101    As regards the second applicant, which produces and sells only PHMB (1415; 4.7)-based products and devices, the risk of considerable loss of market share or even of its bankruptcy cannot be discounted, for the reasons set out in paragraph 94 above, and because, according to the information given in the application for interim measures, it is a recently established company that does not form part of a group of companies and does not have significant financial resources.

102    Nevertheless, as regards the importance of the interests defended by the applicants, when weighing up the interests at stake it is necessary to bear in mind the case-relating to the requirement of urgency to the effect that, in a highly regulated market, such as that in the present case, it is for the undertakings concerned, if they are not to bear themselves the loss resulting from intervention by the authorities, to protect themselves against its consequences by adopting an appropriate policy (see, to that effect, order of 16 June 2016, ICA Laboratories and Others v Commission, C‑170/16 P(R), not published, EU:C:2016:462, paragraph 29 and the case-law cited).

103    That case-law is also relevant for the purpose of weighing up the competing interests involved.

104    It is an inherent feature of the sector in which the applicants operate and thus of the legal situation of the applicants, which must have been aware of the risk that use of PHMB (1415; 4.7) might not be permitted for certain products or that its use for other products might be subject to certain restrictions, that the economic measures they took entailed a certain risk.

105    In that regard, the first applicant was aware, at the latest when Regulation No 2032/2003 was published in the Official Journal of the European Union on 24 November 2003, that PHMB (1415; 4.7) was to be evaluated. As regards the second applicant, it was established in 2014 and since then it has based its business on the use of PHMB (1415; 4.7), although, as a prudent operator in a highly regulated sector, it should have known that that substance was being evaluated.
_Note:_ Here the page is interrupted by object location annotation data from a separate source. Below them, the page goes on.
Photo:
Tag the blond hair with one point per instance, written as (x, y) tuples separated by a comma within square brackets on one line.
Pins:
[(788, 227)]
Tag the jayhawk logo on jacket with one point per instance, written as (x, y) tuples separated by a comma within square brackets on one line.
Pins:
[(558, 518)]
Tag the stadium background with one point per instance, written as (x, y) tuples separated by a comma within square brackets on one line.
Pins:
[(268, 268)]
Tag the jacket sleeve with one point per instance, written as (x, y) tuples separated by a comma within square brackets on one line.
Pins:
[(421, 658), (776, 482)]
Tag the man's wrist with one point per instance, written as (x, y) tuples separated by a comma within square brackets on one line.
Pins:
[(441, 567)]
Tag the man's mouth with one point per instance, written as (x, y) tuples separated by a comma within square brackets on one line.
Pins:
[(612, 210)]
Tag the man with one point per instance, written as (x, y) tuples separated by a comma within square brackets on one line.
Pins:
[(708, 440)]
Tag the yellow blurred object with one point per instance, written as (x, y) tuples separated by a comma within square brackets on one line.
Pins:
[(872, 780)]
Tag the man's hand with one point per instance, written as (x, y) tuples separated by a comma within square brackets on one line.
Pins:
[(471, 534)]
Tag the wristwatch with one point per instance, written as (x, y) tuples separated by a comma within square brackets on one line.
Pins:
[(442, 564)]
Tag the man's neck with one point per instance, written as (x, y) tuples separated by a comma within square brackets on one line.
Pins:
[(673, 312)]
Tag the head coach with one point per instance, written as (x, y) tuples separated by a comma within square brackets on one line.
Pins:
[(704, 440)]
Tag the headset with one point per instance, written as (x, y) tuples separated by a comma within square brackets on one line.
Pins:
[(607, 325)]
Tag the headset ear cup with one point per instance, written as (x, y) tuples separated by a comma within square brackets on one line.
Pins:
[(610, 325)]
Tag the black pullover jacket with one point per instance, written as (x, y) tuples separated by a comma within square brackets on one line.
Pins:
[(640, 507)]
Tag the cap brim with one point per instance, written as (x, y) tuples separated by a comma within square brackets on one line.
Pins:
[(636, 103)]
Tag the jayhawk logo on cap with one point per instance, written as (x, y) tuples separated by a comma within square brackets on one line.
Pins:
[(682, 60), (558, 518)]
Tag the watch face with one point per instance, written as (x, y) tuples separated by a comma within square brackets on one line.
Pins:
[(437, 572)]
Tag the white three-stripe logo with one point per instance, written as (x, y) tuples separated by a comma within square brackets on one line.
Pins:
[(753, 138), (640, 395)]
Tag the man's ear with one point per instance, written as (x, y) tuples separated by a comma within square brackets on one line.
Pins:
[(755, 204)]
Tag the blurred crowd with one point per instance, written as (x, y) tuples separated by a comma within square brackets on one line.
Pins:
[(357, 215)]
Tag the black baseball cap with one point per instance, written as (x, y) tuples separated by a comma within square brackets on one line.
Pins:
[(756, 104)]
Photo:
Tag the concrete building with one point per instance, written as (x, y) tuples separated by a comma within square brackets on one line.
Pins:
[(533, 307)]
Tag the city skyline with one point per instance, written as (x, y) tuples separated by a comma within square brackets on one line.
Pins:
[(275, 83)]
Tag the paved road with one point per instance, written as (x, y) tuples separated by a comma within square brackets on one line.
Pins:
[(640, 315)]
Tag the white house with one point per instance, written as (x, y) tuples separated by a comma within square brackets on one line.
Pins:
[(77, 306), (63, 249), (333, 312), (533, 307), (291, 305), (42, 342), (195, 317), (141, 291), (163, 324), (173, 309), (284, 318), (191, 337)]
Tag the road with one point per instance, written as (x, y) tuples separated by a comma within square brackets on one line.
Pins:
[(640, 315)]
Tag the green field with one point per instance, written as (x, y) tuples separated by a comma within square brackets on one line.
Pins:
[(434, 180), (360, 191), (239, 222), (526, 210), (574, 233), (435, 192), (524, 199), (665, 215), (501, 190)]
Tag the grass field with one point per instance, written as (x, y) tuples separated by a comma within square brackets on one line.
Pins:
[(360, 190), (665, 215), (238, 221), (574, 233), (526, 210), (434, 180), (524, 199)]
106    In those circumstances, the risk of loss of market share or even, in the case of the second applicant, bankruptcy, cannot tilt the balance of interests in favour of the applicants. That similarly applies as regards the alleged loss of jobs. It should also be noted in that regard that the applicants have merely claimed that there will be job losses, without specifying or, a fortiori, demonstrating the nature of the jobs concerned or indeed the total number of people they employ.

107    Lastly, the examination of the requirement to establish a prima facie case has disclosed nothing to suggest that the balance of interests tilts in favour of the applicants in the present case.

108    It must therefore be concluded that the weighing up of the interests tilts the balance in favour of refusing the stay of operation of the contested measures and there are no grounds for considering, in the circumstances of the present case, that, in the words of Article 278 TFEU, those circumstances ‘require’ the Court to order that application of the contested measures be suspended.

109    It follows from all the foregoing that the applications for interim measures must be dismissed, without there being any need to examine the pleas of inadmissibility raised by the Commission with regard to the second applicant.

110    By virtue of Article 158(5) of the Rules of Procedure, it is appropriate to reserve the costs.

On those grounds,

THE PRESIDENT OF THE GENERAL COURT

hereby orders:

1.      Cases T337/18 R and T347/18 R are joined for the purpose of the present order.

2.      The applications for interim measures are dismissed.

3.      The costs are reserved.

Luxembourg, 24 August 2018.

E. Coulon

 

M. Jaeger

Registrar

 

President


*      Language of the case: English.